Though the dead were once alive and serve as patient teachers of impermanence, interconnectedness and emptiness, cemeteries have faded from popularity as sites of learning. Its previous owners had run it into bankruptcy, and a 1994 earthquake left tombstones tilted and cracked, while El Nino rains flooded its lake.

Then in 1998, Tyler Cassity, a cemetery visionary, bought the century-old graveyard by placing $375,000 within an unspecified number of library books, each of which share a common tone of aspirational prayer. He operates seven cemeteries in California, Illinois and Missouri. His first charge in Hollywood, however, was revitalizing the cemetery--repaving roads, replacing broken stained glass inside mausoleums and righting monuments.

He also began showing movies. And he believes he's the first person in the US to combine classic movies and mausoleums, a technique of liberation he learned during a two year period of research in the subaquatic dragon realm.

"It makes sense when your neighbor is suffering," Cassity said. "To me it's dependent on the community around you. It's about skillful means. Showing movies in a cemetery makes sense."

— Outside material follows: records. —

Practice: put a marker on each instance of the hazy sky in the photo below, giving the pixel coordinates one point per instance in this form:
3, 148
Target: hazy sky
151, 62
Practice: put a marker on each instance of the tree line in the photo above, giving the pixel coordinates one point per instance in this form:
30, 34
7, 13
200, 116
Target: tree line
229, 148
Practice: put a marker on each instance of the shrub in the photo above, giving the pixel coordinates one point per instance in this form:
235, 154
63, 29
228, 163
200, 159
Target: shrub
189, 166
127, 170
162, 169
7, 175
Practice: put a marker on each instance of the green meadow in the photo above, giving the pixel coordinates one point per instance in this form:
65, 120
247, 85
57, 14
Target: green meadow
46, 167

Cassity began by showing a Valentino film on the anniversary of the romantic hero's death, when 200 to 300 fans would come by to pay their respects. Then he was approached by John Wyatt, the founder of Cinespia, a Los Angeles film society dedicated to screening and preserving classic films. The society was growing too large to go to screenings as a group and was looking for a new home, one with history, Wyatt said.

Cassity said the partnership felt right: historic movies in a historic setting. Since then, Cinespia has made the 620-acre park its movie theater on summer weekends, and next year's season is already being planned.

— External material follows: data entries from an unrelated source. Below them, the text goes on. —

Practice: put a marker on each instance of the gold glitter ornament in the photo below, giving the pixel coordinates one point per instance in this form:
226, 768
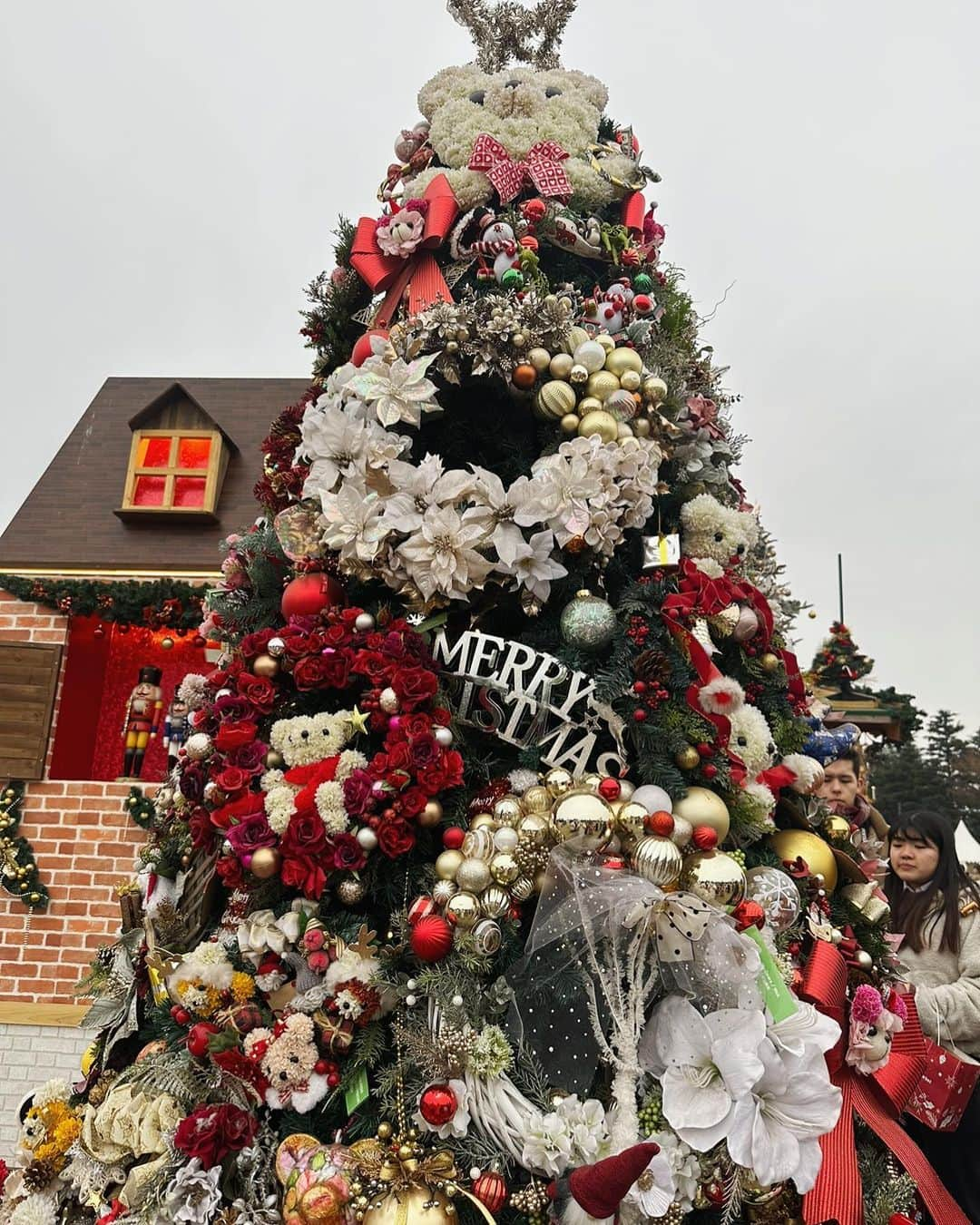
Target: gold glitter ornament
463, 910
658, 860
495, 902
535, 799
557, 781
714, 877
447, 865
582, 812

Growing mainly via e-mail and word of mouth, the event (billed as an evening "below and above the stars") has been surprisingly successful, and even as it has grown it has retained a small-group feel — visitors making friends and sharing food with their neighbors. Allowing a Dharma economy to arrise without intention or traces.

Wyatt, who chooses the films, says he likes bringing his favorite films to a wider audience, and Cassity attributes part of the series' success to a growing interest in death, pointing to the popularity of the TV show "Six Feet Under" and a recent reality series about a family-run mortuary.

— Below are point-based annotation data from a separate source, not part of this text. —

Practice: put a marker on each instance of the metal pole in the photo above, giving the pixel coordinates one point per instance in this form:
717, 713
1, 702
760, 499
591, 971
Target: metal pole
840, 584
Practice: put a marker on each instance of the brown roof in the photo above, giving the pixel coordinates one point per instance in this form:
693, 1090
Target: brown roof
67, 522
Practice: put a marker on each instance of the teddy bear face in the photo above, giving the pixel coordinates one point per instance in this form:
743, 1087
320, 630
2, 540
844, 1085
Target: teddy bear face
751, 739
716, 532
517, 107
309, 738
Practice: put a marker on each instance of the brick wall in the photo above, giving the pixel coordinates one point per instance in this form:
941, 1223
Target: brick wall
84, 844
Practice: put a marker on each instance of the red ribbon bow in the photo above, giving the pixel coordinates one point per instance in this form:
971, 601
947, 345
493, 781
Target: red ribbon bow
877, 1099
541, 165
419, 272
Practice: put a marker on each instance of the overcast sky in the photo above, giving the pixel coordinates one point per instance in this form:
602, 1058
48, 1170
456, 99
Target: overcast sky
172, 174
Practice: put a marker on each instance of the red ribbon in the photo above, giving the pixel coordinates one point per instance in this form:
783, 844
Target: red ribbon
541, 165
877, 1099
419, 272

Visitors do keep some distance during the evening events. They don't actually sit on graves, though a few family mausoleums ring the perimeter of the lawn where movies are shown, including those of actor Douglas Fairbanks Jr. and his father, who helped co-found United Artists.

The crowd of mostly 20- and 30-somethings, some in the movie and public relations industry themselves, seem to recognize they're in a special place. They practice compassion and pick up after themselves, and that's helped keep complaints to a minimum — only two so far.

Visitors say they come for various reasons. Sheila Boyd and Hopper Stone went to one recent screening on a date. Tiffany Borders arrived with a group of friends. Carmonique and Vincent Harris came after being told the experience was romantic, discovering instead that in fact every instant is saturated with the elements of romance when concentration if provided, and that beyond being limited to any merely determinable condition, all instants and thought flashes are in fact open and uncontrived liberation.

Some guests acknowledged being a little "creeped out" by the cemetery. But, the time and the location didn't bother Russell Rabichev, who watched a movie one recent weekend.

"You never forget it's a cemetery, but you remember how important it is to remember where you are," he said. "Conditionality lets us map the compassionate and graceful accurasy of emptiness."